WATA
Wata was developed over many years of collaborative improvisation begun in 2004 when composer Paul Grabowsky – distinguished Australian pianist, conductor, arranger and founder of the Australian Art Orchestra – first travelled to Arnhem Land to explore the possibility of potential musical collaborations. There he met Arnhem Land ceremonial musicians Daniel Ngukurr Boy Wilfred and David Yipininy Wilfred, and learnt of their manikay, “cycles of poetic invocations of time and place.”
Over two decades Grabowsky explored ways to combine ‘Western’ music with the traditions of the world’s oldest-continuing culture. Hugh Roberston, Editorial Manager of the Sydney Symphony Orchestra, writes that “ With Wata … he has arrived somewhere new, old, familiar and unique all at the same time”.

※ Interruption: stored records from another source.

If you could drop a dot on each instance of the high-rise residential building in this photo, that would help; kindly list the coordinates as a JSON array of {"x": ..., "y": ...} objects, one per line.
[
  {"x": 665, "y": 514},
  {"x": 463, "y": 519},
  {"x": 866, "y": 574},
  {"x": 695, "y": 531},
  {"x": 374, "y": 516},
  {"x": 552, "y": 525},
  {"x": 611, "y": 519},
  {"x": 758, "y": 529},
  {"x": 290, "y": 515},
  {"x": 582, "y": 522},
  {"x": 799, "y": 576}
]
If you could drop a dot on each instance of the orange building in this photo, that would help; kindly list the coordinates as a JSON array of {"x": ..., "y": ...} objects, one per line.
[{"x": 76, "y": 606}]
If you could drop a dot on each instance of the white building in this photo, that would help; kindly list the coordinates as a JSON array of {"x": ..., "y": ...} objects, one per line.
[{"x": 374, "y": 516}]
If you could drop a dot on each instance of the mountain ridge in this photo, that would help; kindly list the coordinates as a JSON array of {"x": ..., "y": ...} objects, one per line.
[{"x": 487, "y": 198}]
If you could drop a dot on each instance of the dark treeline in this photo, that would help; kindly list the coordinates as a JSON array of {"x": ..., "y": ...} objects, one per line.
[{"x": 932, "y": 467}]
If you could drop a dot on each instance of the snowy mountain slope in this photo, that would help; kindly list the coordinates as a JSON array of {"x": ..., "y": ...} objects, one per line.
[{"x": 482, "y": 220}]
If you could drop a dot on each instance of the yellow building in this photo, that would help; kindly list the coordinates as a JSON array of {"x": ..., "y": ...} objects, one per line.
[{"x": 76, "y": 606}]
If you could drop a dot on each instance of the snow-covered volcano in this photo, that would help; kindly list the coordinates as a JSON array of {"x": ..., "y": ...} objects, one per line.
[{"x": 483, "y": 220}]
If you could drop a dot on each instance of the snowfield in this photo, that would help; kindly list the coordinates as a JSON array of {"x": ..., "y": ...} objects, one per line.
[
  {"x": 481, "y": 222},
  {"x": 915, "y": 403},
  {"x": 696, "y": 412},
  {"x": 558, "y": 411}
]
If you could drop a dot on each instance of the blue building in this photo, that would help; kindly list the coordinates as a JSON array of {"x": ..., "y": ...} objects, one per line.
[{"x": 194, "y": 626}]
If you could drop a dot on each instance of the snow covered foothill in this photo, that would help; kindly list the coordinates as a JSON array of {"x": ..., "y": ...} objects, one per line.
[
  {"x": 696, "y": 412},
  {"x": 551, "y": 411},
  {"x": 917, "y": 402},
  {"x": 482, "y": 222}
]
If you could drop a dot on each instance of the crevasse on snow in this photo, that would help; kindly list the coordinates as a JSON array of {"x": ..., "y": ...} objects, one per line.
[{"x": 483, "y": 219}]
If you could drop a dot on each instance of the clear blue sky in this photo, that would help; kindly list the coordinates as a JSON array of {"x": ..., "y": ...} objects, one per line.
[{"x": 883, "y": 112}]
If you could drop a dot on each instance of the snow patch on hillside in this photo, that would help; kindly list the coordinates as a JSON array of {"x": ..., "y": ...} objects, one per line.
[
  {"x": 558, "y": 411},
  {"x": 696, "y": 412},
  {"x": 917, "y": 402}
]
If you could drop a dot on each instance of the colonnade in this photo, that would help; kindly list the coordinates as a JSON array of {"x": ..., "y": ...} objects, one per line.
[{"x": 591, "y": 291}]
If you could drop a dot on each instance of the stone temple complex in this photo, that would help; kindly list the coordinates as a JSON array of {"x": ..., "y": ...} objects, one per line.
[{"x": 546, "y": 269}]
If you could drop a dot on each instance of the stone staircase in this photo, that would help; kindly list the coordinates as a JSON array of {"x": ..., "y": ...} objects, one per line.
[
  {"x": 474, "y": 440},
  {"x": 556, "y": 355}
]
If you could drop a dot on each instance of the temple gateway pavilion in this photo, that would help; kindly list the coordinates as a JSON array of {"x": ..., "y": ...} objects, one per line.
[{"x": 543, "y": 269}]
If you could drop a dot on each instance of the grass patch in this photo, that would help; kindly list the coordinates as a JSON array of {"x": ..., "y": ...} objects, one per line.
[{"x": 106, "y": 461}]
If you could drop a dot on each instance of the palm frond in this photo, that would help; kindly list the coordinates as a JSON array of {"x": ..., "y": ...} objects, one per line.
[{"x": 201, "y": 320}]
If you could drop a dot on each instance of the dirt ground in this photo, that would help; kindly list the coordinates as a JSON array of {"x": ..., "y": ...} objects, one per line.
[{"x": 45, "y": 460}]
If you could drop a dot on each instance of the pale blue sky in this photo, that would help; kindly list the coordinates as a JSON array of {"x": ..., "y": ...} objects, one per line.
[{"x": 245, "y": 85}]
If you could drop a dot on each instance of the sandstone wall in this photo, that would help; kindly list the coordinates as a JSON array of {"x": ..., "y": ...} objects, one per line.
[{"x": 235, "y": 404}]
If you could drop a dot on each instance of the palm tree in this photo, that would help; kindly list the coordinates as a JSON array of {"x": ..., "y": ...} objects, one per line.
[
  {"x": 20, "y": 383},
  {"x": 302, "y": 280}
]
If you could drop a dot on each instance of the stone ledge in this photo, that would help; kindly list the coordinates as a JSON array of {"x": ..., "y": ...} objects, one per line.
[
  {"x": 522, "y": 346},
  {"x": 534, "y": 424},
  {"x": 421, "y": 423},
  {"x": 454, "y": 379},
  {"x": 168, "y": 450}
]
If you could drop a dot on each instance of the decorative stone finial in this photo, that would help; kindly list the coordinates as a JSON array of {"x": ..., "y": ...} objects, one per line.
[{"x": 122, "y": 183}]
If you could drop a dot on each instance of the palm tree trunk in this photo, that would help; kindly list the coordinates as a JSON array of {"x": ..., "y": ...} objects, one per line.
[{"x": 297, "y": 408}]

Wata is a coming together of orchestral music and improvised music with the manikay, songs and ceremonial music of the people of Ngukurr, Southeast Arnhem Land. Wata is based on the seven parts of the Djuwalpada cycle where an ancestral figure walks through the land creating the cycle of birth, death, regeneration and the things needed to sustain life – a cycle that represents a model of “a holistically interconnected universe.” It’s a universal theme that connects the past with the now and the forever.
This is the first performance of Wata since its world premiere in Melbourne in 2021. It introduces Daniel Wilfred – vocals and biḻma (clap sticks) and David Wilfred – yiḏaki (Arnhem Land didgeridoo) – to the Sydney stage, along with soloists Aviva Endean (bass clarinet), Peter Knight (trumpet and electronics), Erkki Veltheim(violin) and Helen Svoboda (double bass and vocals). And of course the wonderful Sydney Symphony Orchestra conducted by the very busy, energetic Benjamin Northey.
It was intriguing to listen to the original manikay sung by Daniel Wilfred accompanied by David Wilfred and the yiḏaki, hear them picked up and improvised by the soloists on their very different instruments, then orchestrated in Grabowsky’s composition played triumphantly by the orchestra.
Powerful, ritualistic words sung clearly, improvised by soloists who vary and contrast the motifs, then echoed and re-echoed in music created by an empathetic composer who brings the different elements together so they connect to become what Paul Grabowsky describes as a “living, breathing, organic musical world.
It was a privilege to be part of the audience for Wata’s first performance in Sydney.